The reason for us doing so is simply because we believe it’s time for the Council to stop following the vocal minority who are threatening legal and political Armageddon against the NSW state government, which appears determined to achieve local government reform. Instead the Council and community really needs to focus on how to best influence amalgamation, so that we preserve as much as possible that we like about the past. It is also timely to consider whether a legal fight with <50% change of success (according to Council’s own report) is the best use of $300,000 – $400,000 of ratepayers’ money, when there are footpaths, roads, drains, gutters, sports fields, environmental damage, street trees, and more issues requiring attention.

Although some may fear change, change is a reality of life and we will improve our future when we play a role in helping to shape it instead of trying to fight the unwinnable or ignore the inconvenient.

There will be some blessings to come from amalgamation – with economies of scale and knowledge sharing enabling us to enjoy benefits such as:
* streaming local council meetings on the internet as Lane Cove does (
* the ability to employ specialist staff to deal with the broad and increasing range of technical issues faced by local councils,
* efficiency in back-office processing, and much more.

There is concern about local representation as the number of residents to Councillors will increase, but in this issue too Hunters Hill can learn from Lane Cove – at which members of the public can address council on any matter of importance to them for 3 minutes at the start of each council meeting – without needing (as is the case in Hunters Hill Council) Mayoral approval (

When we look to the future with an open mind we see that there can be improvements, that the status quo is not necessarily the very best we can have. But there will be challenges, and that is why we want to start – better late than never – the discussion about how to protect what we appreciate.

Probably the best reference document to promote a productive conversation comes from the Hunters Hill Trust, that published the ‘rough guide to amalgamation available by clicking “Impact of Amalgamation Report” link at ( Indeed, from the comments on the Hunters Hill Trust page, you can see how emotive the topic of amalgamation has been. But we must move forward, rationally not emotionally.

Please get in touch if you are interested in helping to promote the new conversation. From the emails we’ve received we know that many of you agree it’s well overdue.

Team at Gladesville Community Group (Inc)


Councillor Richard Quinn

Mayor of Hunters Hill

Town Hall

Alexandra Street

Hunters Hill

NSW 2110



Dear Mr Mayor,


I represent Gladesville Community Group. The Group would like to hold a public meeting at the Town Hall on a weekday evening during May or early June to consider positive proposals re Hunters Hill for a future interim council to consider. The Group believes it is essential for Hunters Hill’s specific interests to be considered, championed and incorporated in the formulation of any new amalgamated council authority.

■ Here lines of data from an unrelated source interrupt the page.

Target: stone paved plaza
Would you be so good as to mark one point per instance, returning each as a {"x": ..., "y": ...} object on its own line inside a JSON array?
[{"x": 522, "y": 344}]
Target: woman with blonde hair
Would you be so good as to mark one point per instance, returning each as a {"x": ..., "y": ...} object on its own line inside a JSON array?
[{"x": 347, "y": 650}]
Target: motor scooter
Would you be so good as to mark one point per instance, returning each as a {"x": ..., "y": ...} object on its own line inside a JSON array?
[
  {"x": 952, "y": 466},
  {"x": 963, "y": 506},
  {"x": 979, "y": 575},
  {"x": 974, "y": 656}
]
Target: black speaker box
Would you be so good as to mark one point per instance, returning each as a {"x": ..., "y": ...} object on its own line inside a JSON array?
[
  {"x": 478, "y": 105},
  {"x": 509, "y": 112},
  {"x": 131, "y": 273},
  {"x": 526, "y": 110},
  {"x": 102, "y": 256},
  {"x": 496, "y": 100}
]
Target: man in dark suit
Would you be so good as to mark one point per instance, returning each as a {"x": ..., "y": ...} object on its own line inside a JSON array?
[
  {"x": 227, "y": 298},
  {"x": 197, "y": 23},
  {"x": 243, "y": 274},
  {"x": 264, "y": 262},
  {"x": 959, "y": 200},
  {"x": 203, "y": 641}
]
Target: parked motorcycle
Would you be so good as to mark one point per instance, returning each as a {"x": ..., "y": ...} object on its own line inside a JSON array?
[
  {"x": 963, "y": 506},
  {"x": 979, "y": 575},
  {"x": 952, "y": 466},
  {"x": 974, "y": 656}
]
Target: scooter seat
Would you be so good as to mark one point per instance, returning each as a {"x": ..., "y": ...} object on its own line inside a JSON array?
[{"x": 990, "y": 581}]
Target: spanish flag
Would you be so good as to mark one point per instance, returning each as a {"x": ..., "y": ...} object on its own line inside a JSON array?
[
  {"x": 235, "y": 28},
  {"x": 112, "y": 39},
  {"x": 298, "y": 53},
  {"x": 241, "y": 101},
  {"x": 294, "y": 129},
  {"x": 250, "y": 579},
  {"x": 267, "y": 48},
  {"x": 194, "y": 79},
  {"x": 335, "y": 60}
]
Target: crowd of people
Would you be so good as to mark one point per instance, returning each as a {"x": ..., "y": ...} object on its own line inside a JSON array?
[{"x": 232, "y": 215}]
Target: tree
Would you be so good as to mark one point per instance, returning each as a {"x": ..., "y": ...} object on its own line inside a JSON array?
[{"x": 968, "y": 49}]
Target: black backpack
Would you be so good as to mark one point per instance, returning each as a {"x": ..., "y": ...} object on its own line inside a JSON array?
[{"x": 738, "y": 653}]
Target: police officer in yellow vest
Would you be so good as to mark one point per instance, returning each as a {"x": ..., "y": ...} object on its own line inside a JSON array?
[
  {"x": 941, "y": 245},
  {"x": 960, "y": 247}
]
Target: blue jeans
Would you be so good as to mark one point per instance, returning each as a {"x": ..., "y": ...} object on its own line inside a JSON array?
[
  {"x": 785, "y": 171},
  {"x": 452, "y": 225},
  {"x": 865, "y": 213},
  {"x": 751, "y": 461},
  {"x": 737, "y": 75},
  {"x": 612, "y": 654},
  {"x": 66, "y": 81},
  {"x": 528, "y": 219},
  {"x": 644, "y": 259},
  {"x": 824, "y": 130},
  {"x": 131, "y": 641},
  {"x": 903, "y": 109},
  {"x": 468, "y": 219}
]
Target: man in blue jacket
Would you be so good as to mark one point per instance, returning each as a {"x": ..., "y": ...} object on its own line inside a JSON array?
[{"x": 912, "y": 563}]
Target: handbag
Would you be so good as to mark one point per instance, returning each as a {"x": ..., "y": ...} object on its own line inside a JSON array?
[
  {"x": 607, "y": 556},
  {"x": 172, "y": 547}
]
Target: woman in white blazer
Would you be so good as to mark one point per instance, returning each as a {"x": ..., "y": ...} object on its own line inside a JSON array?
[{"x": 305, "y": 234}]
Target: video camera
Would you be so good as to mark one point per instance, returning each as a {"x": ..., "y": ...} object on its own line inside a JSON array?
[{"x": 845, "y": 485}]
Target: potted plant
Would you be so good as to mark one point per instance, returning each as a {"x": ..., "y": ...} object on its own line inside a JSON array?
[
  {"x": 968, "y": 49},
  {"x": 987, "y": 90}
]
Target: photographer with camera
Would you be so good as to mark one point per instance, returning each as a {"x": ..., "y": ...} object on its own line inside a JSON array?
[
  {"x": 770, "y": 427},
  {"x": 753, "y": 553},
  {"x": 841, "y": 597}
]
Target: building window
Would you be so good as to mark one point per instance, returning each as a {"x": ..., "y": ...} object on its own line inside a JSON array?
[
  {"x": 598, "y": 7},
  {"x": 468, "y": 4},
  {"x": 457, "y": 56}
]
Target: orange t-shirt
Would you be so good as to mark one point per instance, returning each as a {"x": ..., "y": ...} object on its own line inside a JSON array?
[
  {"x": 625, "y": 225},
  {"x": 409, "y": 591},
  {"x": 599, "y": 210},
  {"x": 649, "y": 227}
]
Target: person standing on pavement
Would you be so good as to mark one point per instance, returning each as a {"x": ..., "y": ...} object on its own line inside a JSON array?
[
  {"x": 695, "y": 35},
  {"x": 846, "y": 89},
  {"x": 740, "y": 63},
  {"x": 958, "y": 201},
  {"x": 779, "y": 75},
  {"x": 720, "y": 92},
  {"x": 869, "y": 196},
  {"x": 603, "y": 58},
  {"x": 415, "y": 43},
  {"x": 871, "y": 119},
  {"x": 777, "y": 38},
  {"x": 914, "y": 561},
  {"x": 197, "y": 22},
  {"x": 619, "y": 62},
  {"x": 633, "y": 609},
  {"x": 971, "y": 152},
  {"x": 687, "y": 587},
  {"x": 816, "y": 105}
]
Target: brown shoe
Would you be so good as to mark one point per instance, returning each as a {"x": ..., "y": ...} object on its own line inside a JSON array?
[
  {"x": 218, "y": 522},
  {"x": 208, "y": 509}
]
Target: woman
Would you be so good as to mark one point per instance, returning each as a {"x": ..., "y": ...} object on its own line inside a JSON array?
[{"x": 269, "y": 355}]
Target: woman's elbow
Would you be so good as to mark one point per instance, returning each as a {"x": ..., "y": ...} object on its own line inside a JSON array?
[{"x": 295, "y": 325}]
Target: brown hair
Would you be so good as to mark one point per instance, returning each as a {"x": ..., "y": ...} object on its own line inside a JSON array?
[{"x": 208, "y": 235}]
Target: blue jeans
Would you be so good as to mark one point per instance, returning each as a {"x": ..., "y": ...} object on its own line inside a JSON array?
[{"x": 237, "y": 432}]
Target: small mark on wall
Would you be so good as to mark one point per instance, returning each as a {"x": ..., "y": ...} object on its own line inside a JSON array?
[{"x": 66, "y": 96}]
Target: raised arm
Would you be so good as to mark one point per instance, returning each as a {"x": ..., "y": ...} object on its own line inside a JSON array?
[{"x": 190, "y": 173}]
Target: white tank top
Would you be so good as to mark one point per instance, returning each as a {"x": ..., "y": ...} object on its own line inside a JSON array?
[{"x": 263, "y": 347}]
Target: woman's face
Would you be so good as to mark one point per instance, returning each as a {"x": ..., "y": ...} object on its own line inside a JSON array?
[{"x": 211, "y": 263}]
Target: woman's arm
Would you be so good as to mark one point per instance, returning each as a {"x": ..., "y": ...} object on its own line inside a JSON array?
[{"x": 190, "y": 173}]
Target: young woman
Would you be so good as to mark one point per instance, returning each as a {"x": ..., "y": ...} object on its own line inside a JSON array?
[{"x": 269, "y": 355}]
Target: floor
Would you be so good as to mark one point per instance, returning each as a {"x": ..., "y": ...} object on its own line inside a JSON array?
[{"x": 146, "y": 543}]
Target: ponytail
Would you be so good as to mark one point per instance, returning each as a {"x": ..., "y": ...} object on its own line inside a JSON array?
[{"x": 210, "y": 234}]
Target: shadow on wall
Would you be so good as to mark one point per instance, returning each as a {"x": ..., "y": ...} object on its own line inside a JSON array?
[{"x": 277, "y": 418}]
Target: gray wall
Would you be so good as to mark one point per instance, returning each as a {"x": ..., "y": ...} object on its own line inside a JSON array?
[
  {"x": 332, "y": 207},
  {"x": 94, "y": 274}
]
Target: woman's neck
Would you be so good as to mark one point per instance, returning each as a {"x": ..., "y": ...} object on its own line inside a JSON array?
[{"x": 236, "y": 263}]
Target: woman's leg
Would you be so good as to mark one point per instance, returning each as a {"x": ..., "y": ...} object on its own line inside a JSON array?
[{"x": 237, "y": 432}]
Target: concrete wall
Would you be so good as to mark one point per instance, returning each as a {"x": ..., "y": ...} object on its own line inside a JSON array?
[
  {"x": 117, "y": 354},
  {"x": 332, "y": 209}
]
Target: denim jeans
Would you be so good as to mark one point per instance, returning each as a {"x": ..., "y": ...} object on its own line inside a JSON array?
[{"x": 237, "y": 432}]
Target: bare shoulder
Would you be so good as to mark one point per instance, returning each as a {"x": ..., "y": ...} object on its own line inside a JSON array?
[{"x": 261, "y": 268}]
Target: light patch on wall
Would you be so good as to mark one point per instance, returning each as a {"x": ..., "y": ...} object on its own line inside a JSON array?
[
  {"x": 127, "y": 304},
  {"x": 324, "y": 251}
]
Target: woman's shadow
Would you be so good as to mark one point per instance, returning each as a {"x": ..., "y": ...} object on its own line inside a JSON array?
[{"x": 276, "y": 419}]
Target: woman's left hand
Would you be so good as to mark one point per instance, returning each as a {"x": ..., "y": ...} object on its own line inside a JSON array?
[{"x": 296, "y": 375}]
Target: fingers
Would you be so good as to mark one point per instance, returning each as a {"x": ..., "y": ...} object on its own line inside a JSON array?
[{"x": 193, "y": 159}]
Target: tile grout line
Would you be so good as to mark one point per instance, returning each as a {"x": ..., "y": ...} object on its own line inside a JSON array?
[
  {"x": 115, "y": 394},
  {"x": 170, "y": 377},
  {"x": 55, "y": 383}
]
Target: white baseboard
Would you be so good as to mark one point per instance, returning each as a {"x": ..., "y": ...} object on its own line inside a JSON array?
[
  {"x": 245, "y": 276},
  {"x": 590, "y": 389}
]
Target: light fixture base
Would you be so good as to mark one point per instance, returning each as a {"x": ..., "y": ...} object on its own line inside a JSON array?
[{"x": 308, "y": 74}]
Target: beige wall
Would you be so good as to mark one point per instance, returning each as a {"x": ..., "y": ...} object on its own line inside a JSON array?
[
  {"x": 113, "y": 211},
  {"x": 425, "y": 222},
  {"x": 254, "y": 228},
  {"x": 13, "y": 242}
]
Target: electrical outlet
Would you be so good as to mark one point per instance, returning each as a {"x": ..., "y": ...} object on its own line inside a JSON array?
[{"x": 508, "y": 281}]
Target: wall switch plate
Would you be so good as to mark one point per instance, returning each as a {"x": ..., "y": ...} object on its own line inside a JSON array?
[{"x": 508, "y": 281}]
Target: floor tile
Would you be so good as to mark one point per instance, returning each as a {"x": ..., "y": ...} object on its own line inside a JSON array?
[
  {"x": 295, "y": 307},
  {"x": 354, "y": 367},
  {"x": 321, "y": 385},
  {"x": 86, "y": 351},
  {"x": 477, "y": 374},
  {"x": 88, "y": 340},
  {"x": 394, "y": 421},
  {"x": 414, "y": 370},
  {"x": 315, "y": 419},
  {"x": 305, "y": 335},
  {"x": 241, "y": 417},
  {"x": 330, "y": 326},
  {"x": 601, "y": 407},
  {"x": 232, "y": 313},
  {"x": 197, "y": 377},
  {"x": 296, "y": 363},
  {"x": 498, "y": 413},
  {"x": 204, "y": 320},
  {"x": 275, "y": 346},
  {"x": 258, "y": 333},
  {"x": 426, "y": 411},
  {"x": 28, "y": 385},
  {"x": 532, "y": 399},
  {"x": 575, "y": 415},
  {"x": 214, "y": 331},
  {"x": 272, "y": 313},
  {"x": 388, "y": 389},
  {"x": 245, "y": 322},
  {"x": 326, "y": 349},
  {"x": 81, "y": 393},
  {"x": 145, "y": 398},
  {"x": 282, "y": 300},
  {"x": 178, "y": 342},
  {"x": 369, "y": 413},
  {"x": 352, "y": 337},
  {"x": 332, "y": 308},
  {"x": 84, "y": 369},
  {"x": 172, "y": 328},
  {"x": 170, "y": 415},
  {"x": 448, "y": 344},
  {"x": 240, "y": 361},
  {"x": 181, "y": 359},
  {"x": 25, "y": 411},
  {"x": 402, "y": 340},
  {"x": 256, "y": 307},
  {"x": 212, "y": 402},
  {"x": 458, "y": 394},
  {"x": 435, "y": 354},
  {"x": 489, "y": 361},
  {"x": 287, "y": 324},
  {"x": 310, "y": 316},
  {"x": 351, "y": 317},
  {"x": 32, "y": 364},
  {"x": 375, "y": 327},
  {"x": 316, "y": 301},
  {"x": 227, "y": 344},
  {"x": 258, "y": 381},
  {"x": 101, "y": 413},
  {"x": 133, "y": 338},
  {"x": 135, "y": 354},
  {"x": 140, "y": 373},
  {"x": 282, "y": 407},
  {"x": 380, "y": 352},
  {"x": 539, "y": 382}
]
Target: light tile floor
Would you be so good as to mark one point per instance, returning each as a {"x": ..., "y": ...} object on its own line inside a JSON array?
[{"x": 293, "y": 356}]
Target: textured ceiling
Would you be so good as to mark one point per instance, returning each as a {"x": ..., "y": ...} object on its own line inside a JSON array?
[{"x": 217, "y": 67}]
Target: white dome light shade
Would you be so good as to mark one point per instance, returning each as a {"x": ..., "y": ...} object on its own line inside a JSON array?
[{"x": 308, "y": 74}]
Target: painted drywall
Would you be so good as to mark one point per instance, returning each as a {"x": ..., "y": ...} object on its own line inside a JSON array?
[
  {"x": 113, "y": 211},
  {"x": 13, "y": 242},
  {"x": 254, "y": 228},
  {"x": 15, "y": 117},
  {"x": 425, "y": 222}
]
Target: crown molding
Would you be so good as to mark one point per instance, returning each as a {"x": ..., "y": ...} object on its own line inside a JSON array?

The Group notes the Council’s commitment to providing ratepayers and residents in the municipality with a full understanding of the developing situation. In this regard, the Group would seek the use of the Town Hall public area on the same terms as those offered earlier to another community group, Save Hunters Hill Municipality Coalition.


The group would appreciate your early consideration of our request.